The remarks draw outrage even from Labour MPs, who expressed fears the remarks will further alienate Muslim voters who were already threatening to desert Labour because of the war on Iraq.

Alice Mahon, the retiring Labour MP for Halifax, a West Yorkshire seat with a high Muslim population, wrote a protest letter to Blears, saying she was “dismayed” by her comments to the Home Affairs Select Committee.

“It is wrong for the security service to single out any section of our community disproportionately. Your remarks will anger and isolate the Muslim community, who are already being unfairly blamed for the actions of a few extremists,” she was quoted by the Independent as saying.

But the Prime Minister’s official spokesman defended the minister, saying Blears “understands there is a perception that stop-and-search powers are aimed particularly at one community, but … what is happening is that those powers are aimed at those who are suspected of carrying out or planning certain activity who happen to come from one community. It is not police policy to aim these powers at a particular community.”

Scaremongering

Islamic groups, which have repeatedly claimed that the minority is being victimized under anti-terror legislation, condemned Blears’ remarks.

The Islamic Human Rights Commission described her comment as irresponsible.

Massoud Shadjareh, who chairs the commission, was quoted by the Independent Thursday, March 3, as saying Blears’ comments would be “music to the ears of racists”.

Shadjareh, who sits on a Home Office advisory panel on stop and search, accused the minister of “playing an Islamophobia card”.

Inayat Bunglawala, the spokesman for the Muslim Council of Britain, was quoted by the British daily as saying Blears was “scaremongering” to help get anti-terror laws allowing control orders on terror suspects on to the statue books.

“On the one hand we are told that we have made great inroads to deal with the specter of racist and Islamophobic targeting and yet we are now told that perfectly innocent citizens can be stopped on the street, searched and, in the context of the debate going on in Parliament, locked up,” said Raj Joshi, vice-chairman of the Society of Black Lawyers.

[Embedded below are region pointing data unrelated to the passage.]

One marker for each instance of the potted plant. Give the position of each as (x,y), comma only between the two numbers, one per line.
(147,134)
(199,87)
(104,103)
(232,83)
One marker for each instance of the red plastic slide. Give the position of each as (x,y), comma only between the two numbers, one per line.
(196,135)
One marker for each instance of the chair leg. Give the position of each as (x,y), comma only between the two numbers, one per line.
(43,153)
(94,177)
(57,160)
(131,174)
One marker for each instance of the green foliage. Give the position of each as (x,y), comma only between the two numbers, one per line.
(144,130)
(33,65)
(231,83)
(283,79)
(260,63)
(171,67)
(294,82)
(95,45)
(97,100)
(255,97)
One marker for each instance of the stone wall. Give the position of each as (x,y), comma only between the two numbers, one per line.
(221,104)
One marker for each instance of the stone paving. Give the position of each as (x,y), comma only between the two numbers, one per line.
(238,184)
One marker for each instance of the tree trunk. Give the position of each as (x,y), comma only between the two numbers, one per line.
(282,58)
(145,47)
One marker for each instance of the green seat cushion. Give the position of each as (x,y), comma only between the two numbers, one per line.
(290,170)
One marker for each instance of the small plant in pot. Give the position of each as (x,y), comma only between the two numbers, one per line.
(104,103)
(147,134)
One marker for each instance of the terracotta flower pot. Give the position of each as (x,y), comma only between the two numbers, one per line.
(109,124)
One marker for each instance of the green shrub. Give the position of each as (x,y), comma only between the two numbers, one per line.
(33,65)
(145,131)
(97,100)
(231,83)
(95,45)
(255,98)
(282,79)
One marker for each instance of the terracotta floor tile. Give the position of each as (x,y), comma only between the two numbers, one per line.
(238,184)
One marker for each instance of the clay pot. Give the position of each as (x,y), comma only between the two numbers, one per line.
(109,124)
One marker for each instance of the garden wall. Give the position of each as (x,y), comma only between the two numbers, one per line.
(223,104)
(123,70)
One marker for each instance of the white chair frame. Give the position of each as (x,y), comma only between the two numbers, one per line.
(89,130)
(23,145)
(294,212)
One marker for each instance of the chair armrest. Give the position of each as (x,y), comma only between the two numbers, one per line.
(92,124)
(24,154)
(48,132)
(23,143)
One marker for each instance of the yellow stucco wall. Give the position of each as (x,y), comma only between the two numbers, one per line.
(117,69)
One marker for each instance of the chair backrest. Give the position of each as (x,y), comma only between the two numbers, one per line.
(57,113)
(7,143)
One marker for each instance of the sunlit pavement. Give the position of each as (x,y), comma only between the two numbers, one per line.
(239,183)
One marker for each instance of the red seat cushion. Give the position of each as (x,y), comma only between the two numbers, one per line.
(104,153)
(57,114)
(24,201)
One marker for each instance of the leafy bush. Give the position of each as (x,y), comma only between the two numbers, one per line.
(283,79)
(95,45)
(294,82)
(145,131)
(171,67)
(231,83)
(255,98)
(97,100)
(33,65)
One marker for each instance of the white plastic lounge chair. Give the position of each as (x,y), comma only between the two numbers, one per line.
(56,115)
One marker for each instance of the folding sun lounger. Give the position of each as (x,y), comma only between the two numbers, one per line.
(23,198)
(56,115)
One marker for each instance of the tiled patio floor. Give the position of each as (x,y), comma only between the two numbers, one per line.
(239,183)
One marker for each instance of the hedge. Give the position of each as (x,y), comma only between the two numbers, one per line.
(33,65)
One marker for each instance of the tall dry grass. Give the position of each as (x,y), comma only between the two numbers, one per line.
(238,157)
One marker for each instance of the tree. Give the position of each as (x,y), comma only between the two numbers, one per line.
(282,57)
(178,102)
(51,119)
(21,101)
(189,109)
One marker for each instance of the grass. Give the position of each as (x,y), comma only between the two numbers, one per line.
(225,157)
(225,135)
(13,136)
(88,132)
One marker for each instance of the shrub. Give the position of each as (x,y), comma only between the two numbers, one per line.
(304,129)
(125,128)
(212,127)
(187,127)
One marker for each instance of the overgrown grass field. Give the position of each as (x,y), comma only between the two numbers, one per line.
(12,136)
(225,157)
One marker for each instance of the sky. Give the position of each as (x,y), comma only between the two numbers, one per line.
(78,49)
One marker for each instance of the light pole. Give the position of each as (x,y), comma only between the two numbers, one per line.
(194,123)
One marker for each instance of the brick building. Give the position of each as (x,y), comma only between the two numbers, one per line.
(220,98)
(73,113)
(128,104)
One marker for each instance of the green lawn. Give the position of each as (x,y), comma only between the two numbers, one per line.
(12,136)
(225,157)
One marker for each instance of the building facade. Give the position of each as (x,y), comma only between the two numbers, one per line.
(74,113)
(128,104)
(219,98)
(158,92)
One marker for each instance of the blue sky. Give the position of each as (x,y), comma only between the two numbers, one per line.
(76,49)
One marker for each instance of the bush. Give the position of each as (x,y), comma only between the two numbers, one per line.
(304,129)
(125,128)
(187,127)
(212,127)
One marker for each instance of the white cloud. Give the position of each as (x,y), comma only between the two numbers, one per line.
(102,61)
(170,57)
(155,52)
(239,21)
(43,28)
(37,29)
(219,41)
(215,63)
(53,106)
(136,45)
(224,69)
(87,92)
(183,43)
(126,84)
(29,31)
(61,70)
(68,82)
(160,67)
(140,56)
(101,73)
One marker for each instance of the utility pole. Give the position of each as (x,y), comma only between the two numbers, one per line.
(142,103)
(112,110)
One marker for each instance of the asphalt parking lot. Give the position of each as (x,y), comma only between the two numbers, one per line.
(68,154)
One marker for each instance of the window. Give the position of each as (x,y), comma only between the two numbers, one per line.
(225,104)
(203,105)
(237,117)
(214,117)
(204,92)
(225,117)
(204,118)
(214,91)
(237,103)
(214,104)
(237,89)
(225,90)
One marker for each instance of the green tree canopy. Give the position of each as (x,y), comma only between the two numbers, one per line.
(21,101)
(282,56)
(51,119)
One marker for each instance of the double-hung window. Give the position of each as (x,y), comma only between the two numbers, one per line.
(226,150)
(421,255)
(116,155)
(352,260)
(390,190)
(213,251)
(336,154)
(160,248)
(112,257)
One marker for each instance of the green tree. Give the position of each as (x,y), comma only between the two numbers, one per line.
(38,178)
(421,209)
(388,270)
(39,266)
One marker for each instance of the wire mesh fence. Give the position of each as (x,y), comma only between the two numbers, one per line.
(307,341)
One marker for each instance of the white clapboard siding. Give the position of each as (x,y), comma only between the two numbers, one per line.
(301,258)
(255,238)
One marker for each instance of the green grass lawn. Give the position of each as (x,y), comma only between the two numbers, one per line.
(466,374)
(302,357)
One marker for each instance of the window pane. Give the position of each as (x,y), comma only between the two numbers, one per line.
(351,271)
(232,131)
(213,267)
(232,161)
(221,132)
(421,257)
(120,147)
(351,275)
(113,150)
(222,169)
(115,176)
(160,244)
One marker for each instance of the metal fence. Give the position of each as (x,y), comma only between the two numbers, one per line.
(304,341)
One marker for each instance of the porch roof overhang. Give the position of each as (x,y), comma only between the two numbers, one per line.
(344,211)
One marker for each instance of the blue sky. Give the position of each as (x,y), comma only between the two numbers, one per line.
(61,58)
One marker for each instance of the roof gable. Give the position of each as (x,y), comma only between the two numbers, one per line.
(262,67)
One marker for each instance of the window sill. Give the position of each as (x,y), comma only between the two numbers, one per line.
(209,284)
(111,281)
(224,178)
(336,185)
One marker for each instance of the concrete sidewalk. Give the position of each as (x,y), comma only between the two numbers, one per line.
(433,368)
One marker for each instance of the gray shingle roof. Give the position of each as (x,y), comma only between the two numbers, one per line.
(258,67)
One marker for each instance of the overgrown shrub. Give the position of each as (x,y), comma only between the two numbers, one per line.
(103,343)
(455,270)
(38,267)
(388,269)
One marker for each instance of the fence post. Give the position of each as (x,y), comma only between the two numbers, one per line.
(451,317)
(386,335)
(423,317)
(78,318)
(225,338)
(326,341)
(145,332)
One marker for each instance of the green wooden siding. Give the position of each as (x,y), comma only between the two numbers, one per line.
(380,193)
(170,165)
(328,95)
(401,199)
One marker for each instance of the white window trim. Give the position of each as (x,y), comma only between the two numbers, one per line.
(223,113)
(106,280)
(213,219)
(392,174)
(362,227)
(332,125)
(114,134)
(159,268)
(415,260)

Ordinary Muslims also expressed fears the new proposals pushed by Blair’s government would increase their feeling of alienation.

“My wife and I were driving through King’s Cross. Police were stopping [non-white] people. I asked a policeman why. He said, ‘There are a lot of people dealing drugs here’. I said, ‘What’s that got to do with me’? It was insulting.

“Just because I’m a certain color … the fact that he pinpoints me is horrible. It’s humiliating. You don’t feel part of the country you grew up in and love,” Abdurahman Jafar, 32, London barrister, told the Independent.

The proposed measures, if adopted, would replace an earlier law allowing “foreign terror suspects” to be jailed without trial, which Britain’s highest court of appeal struck down late last year after ruling it contravened human rights obligations.

Proposals Rejected

Meanwhile, the bitter political debate over the government’s terrorism laws intensified Wednesday when Blair spurned Conservative proposals to put a time limit on the measures.

Blair said the bill was vital to national security, implying the Conservatives would be responsible if no terrorism law was on the statute book by March 14, the date on which the current act expires, according to the Guardian.

Blair’s large majority in parliament ensured the bill’s approval by 309 votes to 233, although some Labour members voted against it.

But the House of Lords could throw out the legislation in the coming days, as Labour lacks a majority there, Reuters reported.

The Conservatives suggest that the new legislation should expire automatically on November 30. A group of privy councilors would prepare alternative laws in the interim.

But Blair argued that the Tories’ “sunset clause” was unnecessary because the house arrest control order would be reviewed annually.